Canon Neil and Leslie Elliot’s Retirement Service

By on July 1, 2023

At their retirement service, Canon Neil and Lesley Elliot celebrated Pentecost (May 28, 2023) at St Andrew’s, Trail, BC. The parish known as “Kootenay Summits” reflects Neil’s passion for snowboarding.

The event held on the birthday of the church was attended by clergy and well-wishers from across the region. The Most Reverend Bishop Lynne McNaughton presided and blessed the couple along with the laying on of hands by the community.

Canon Neil Elliot , Deacon Margaret Sherwood, and The Most Rev. Lynne McNaughton Retirement Service Pentecost Sunday, St Andrew’, Trail, BC.

In his sermon, Canon Neil asked the congregation, “Whose church is this?” The reply from the congregation was, “our church.” Canon Neil went on to say that there were three answers to that question.

The first was “the Incumbent’s church,” which he quickly put to rest as a bad idea with potentially disastrous results.

He added that even though the correct answer was “our church,” he proposed there was a third correct answer: it is “God’s Church.”

In times of upheaval, as experienced by the disciples prior to the coming of the Holy Spirit, God rescued the church in his own timing.

From a small group of disciples who were filled with “wild fire” and given gifts; each one different for the welfare of the community, a Church was born that spread around the entire world.

After the service there was an impromptu march around the streets led by two pipers that ended over the road at the United Church for food, speeches, and fellowship.

There were two notable highlights at the celebration: the first happened as a storm broke while Richard Fish was telling tall stories about Canon Neil. The sound system crackled and there was a loud crack of thunder, which brought a peal of laughter from those, present.

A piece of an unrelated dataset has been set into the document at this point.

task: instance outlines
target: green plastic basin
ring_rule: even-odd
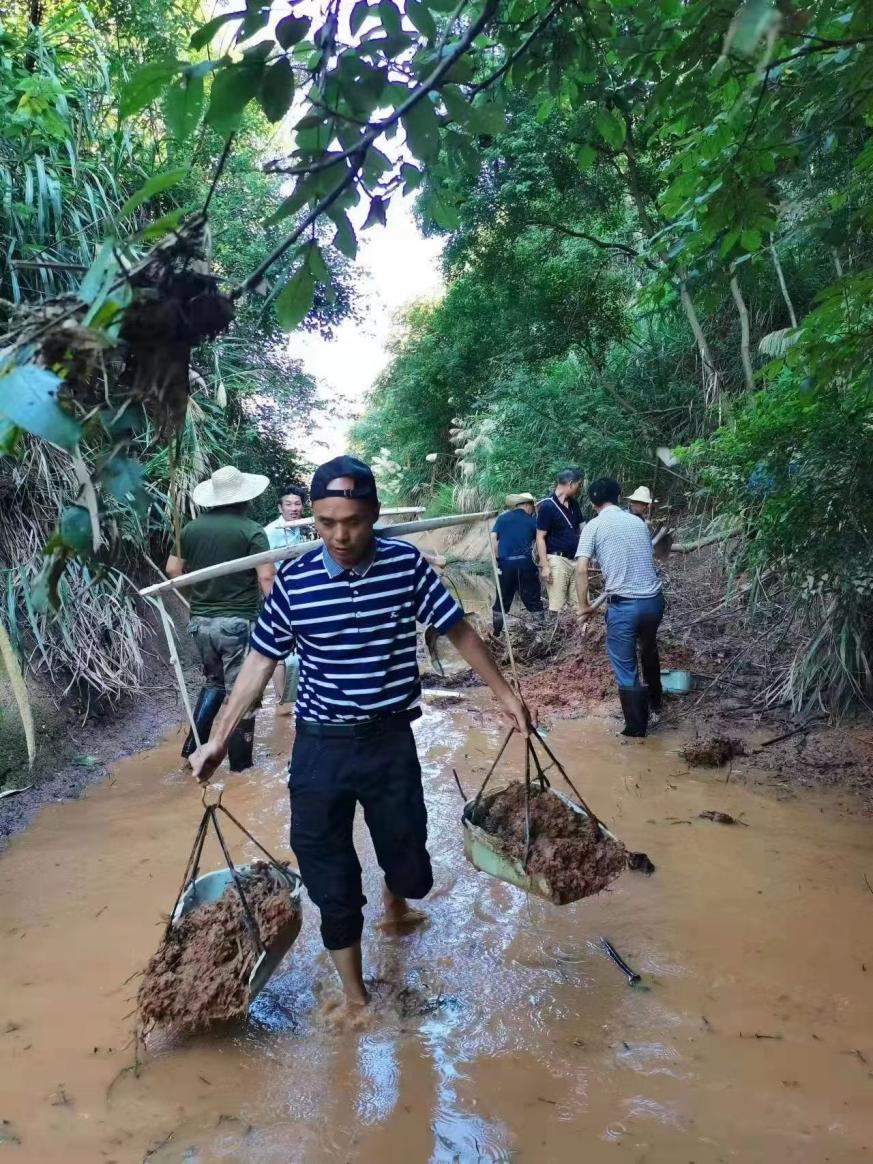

Andrew Stephens-Rennie made a presentation afterwards of a poster depicting Canon Neil on the front page of the Anglican Journal; with the headline “Gone by 2023,” along with the following article:

“World renowned Kootenay ‘soulrider’ and statistician beats own predictions by leaving church seventeen years ahead of schedule. In a recent tell-all interview, with The Journal, the Rev. Neil Elliot reveals future plans include travel, transcendent mountaintop experiences, music-making, tea drinking, and complex statistical analysis. “I don’t think that’s a surprise to anybody,” says Bishop Lynne McNaughton of the Anglican Diocese of Kootenay. Rev. Neil’s last day in Kootenay Summits parish was Pentecost. The liturgical colour, while slightly unorthodox, was orange.”